Plusieurs vidéos montrent certains influenceurs, téléphone à la main, visage filmé en direct dans un flot d’émotion immédiat, appelant à l’aide et adressant leurs S.O.S au public ou à la France. En réalité, même dans l’urgence, leur prise de parole utilise les codes qui structurent leur visibilité depuis des années. Quand la situation est tendue, ce réflexe persiste parfois sans qu’ils en aient pleinement conscience.
On pourrait supposer qu’une situation de crise se vit d’abord dans la sphère privée, à distance des regards. Mais chez certaines figures exposées, c’est finalement l’inverse qui se produit : le premier réflexe consiste à parler immédiatement depuis leur format habituel : celui de la mise en scène, un registre familier qui les accompagne et qui alimente leur présence publique depuis des années.
Cela ne signifie pas pour autant que l’émotion soit fausse, ni que la séquence soit nécessairement calculée .Cela signale plutôt à quel point le rapport à la visibilité est devenu une façon spontanée d’exister.
Lorsque l’exposition quotidienne de soi fait partie du mode de vie, même une inquiétude emprunte des codes déjà établis : se montrer, réagir, partager avec leur communauté, le drame intime qui les touche.
Ainsi, quand une identité s’est construite depuis plusieurs années dans l’exposition publique, le passage spontané par le canal des réseaux sociaux devient parfois presque réflexe, y compris dans une situation qui pourtant semble relever de l’intime. Le privé est externalisé. Et c’est sans doute ici ce qui explique qu’une partie du public n’a pas réagit comme prévu.
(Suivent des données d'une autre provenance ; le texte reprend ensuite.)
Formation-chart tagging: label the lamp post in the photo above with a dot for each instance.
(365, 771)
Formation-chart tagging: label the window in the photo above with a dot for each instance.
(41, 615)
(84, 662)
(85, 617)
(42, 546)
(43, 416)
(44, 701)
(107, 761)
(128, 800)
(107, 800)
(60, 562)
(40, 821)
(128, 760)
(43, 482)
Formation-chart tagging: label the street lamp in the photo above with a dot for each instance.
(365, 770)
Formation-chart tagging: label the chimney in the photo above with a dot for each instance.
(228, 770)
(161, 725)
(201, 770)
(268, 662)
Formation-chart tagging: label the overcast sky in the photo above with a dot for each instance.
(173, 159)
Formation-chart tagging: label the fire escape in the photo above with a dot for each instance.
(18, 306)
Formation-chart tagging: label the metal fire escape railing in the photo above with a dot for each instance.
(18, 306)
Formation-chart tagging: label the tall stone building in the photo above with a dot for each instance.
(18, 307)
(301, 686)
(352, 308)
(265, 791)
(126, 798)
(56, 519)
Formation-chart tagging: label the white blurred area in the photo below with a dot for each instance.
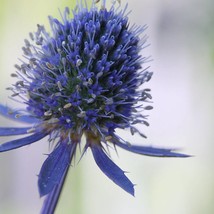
(180, 34)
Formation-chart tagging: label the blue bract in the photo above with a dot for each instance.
(85, 78)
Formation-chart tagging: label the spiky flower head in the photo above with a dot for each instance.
(84, 78)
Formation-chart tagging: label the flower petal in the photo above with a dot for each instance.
(111, 170)
(8, 131)
(9, 113)
(22, 142)
(151, 151)
(54, 167)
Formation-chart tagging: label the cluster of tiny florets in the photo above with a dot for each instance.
(86, 74)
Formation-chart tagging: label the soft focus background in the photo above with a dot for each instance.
(181, 37)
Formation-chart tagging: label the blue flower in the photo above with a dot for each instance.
(83, 79)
Une peur réelle… et une réaction publique très dure
Car en effet très vite, les réseaux sociaux puis la presse s’enflamment. Les messages de détresse sont massivement moqués, critiqués, humiliés.
Pourquoi ?
Parce que ces influenceurs se heurtent à une mémoire collective très récente. Déjà, depuis le lieu même d’où ils prennent la parole : Dubaï. Synonyme de luxe, d’exil fiscal, la ville est devenue un symbole fort de l’économie d’influence. Beaucoup d’entre eux ont alors revendiqué leur installation comme un choix de vie plus avantageux que la France. Certains discours avaient même explicitement opposé les deux modèles. Et c’est précisément ce contraste qui aujourd’hui alimente la violence des réactions sur les réseaux sociaux.
Lorsque des influenceurs qui expliquaient hier qu’ils ne reviendraient « pour rien au monde » en France demandent soudain la protection de l’État français, une incohérence apparaît aux yeux du public. À cet instant, leur image médiatique prend le dessus sur la situation elle-même.
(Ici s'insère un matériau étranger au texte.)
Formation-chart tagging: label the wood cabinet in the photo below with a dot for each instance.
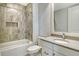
(47, 48)
(51, 49)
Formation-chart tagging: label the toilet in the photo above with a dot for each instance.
(34, 50)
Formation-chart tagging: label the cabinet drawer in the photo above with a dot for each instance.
(65, 51)
(47, 51)
(46, 44)
(58, 54)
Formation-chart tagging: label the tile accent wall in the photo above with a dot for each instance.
(13, 22)
(29, 25)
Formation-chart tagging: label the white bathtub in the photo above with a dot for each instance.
(15, 48)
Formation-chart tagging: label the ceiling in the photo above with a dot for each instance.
(58, 6)
(24, 4)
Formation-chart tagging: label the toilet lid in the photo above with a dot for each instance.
(32, 48)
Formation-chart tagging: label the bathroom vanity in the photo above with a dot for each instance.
(15, 48)
(53, 46)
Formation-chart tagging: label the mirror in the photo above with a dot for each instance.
(66, 17)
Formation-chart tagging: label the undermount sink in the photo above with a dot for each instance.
(61, 41)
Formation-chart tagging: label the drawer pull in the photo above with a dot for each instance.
(53, 54)
(46, 53)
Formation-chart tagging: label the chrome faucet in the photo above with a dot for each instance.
(63, 35)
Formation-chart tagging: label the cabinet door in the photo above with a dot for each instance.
(61, 20)
(65, 51)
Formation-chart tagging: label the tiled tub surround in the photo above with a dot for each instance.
(13, 22)
(29, 25)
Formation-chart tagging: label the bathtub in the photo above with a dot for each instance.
(15, 48)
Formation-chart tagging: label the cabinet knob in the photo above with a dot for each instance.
(46, 53)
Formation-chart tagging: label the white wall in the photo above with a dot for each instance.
(35, 21)
(45, 19)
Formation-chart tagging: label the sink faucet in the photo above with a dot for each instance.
(63, 35)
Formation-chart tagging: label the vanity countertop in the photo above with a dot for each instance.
(71, 44)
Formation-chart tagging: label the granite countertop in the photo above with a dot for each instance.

A cet instant, la situation qui devient un spectacle collectif : désormais, il ne s’agit plus seulement d’une crise internationale, mais d’un moment où l’image, la leur, se retourne contre eux.
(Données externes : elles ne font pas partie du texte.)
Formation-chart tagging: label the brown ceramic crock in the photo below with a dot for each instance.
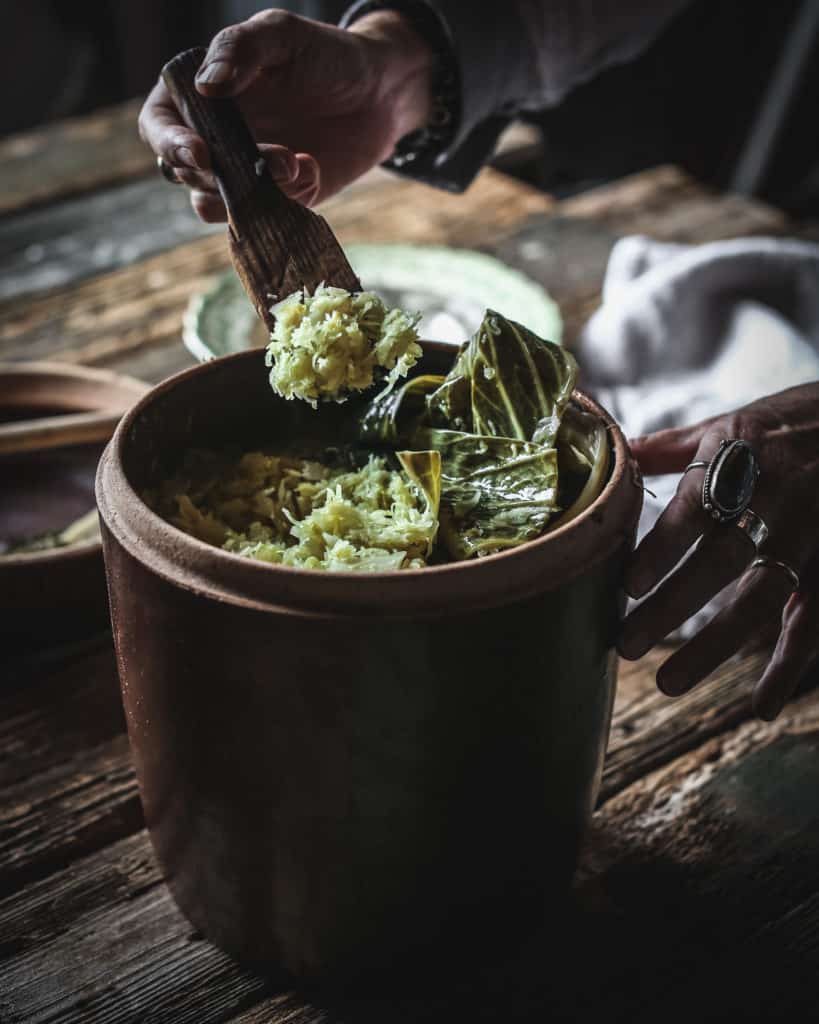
(348, 772)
Quand elle est exprimée publiquement, le public ne regarde donc pas seulement une émotion ou une inquiétude : il regarde aussi et surtout un personnage déjà construit médiatiquement et le lieu, symbolique ou réel, d’où il parle. Les réactions ne visent pas alors seulement la personne ni ce qu’elle est en train de vivre, mais l’image publique qui lui est rattachée.
Ainsi l’épisode de télé-réalité des influenceurs de Dubaï, n’est sûrement pas le dernier. Il révèle bien plus qu’une simple anecdote médiatique : il s’agit d’une scène très caractéristique de notre époque sur-exposée.